Lastly, I too consider myself a natural beekeeper. I work tirelessly and positively to ensure the optimum conditions for good bee health. If a few more beekeepers were to understand what is required to do this, beekeeping, despite the adverse environmental factors, would be in a much healthier state.[/u]
PostPosted: Fri Feb 10, 2017 9:09 am    Post subject:

I have send a letter to Mr Homer outlining my disagreement with his bizarre statement and how I feel about conventional beekeeping methods adding to the demise of the honey bee.

If you would like to see the letter I sent let me know and I will e mail it to you.

He has actually replied and I will copy and paste his reply for you all to read.
PostPosted: Thu Feb 09, 2017 5:39 pm    Post subject:

Seems like a strange statement to make.

Maybe he just got confused and put his mouth into motion before his brain was in gear.

As for taking honey, I don't think any harm is done provided the girls are left enough for winter.

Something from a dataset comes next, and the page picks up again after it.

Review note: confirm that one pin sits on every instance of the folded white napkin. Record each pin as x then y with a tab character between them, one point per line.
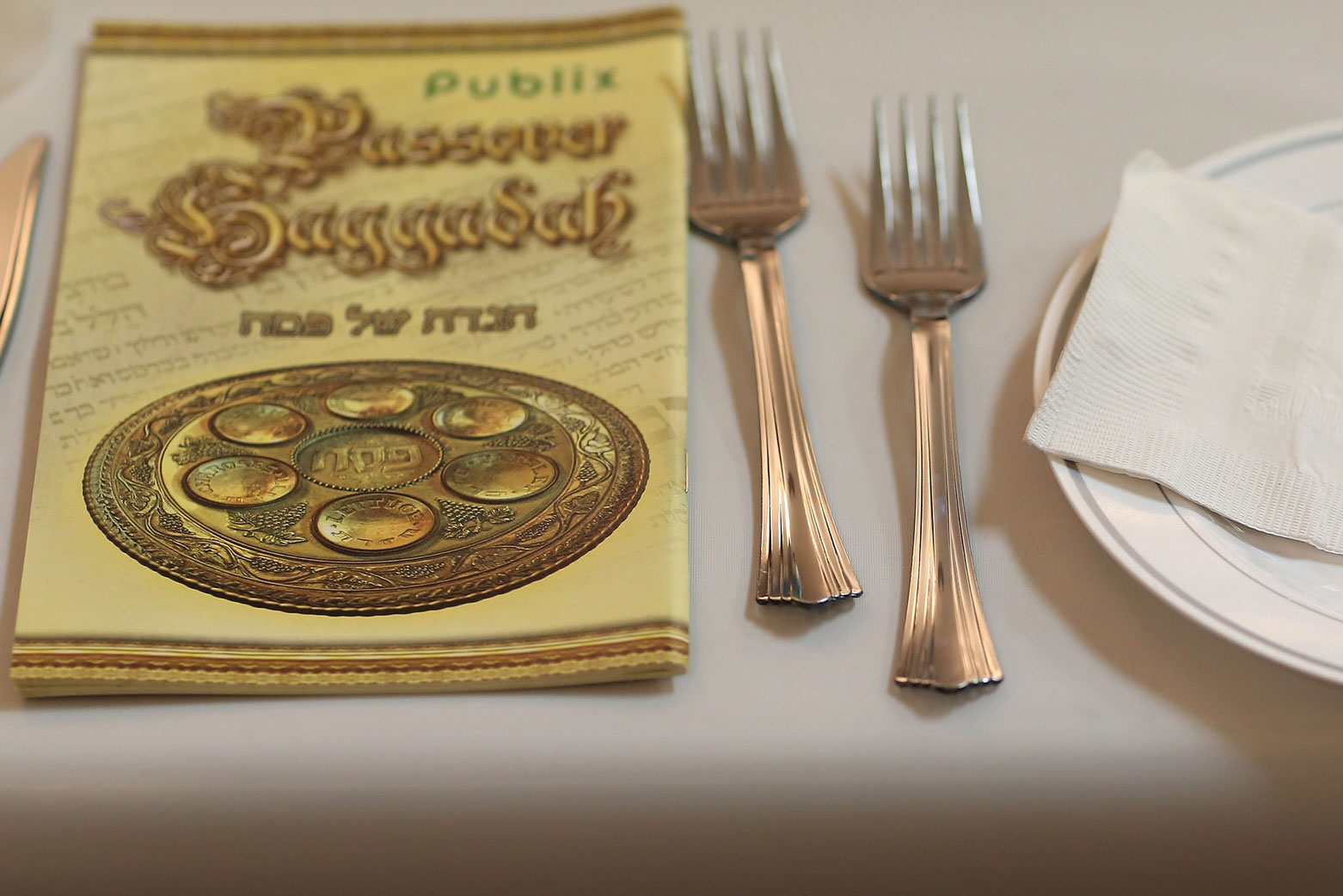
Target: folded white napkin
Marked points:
1209	355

Certainly I don't see any advantage other than financial, in taking honey and giving them sugar.

I understand there are large apiaries in France that do that as a sound business strategy.
PostPosted: Thu Feb 09, 2017 11:28 am    Post subject:

Here are some more daft historical statements about bees:
PostPosted: Thu Feb 09, 2017 10:06 am    Post subject:

"If we cease to gather honey eventually we get to a stage where a lot of colonies would cease to function because they don't have anywhere to keep all of the honey".

I think that will go down as one of the all-time classic stupid remarks from a beekeeper.

How does he think they survived the last 30+ million years?

I didn't see the programme, but if that is a sample of the wisdom imparted, I may not bother - my blood pressure may go off the scale!
PostPosted: Wed Feb 08, 2017 8:21 pm    Post subject: Inside out (South)

Did anyone see this programme on BBC last night? If not it is available on i player.

The second part of the programme, "Is the nations sweet tooth in danger of killing our honeybees"? It addresses the issue of bee health, honey farming, and the detrimental effect it could be having on our bees. It also covers natural beekeeping to the degree that the bees are not even inspected at all throughout the year.

There is a part of the programme where Mr Ian Homer (BBKA) is interviewed and filmed with his bees. He has twelve hives and claims to have taken off 300lbs of honey in a season. I find this quite abhorrent to think he must have replaced a lot of that honey with sugar syrup. No wonder our bees are suffering from disease. He claims, and I quote:

"If we cease to gather honey eventually we get to a stage where a lot of colonies would cease to function because they don't have anywhere to keep all of the honey". I think this is an insult to the intelligence of our bees!

Am I missing something here? I have been keeping bees for nearly five years now and I have taken virtually no honey from them and they all seem to function very nicely and never have too much honey.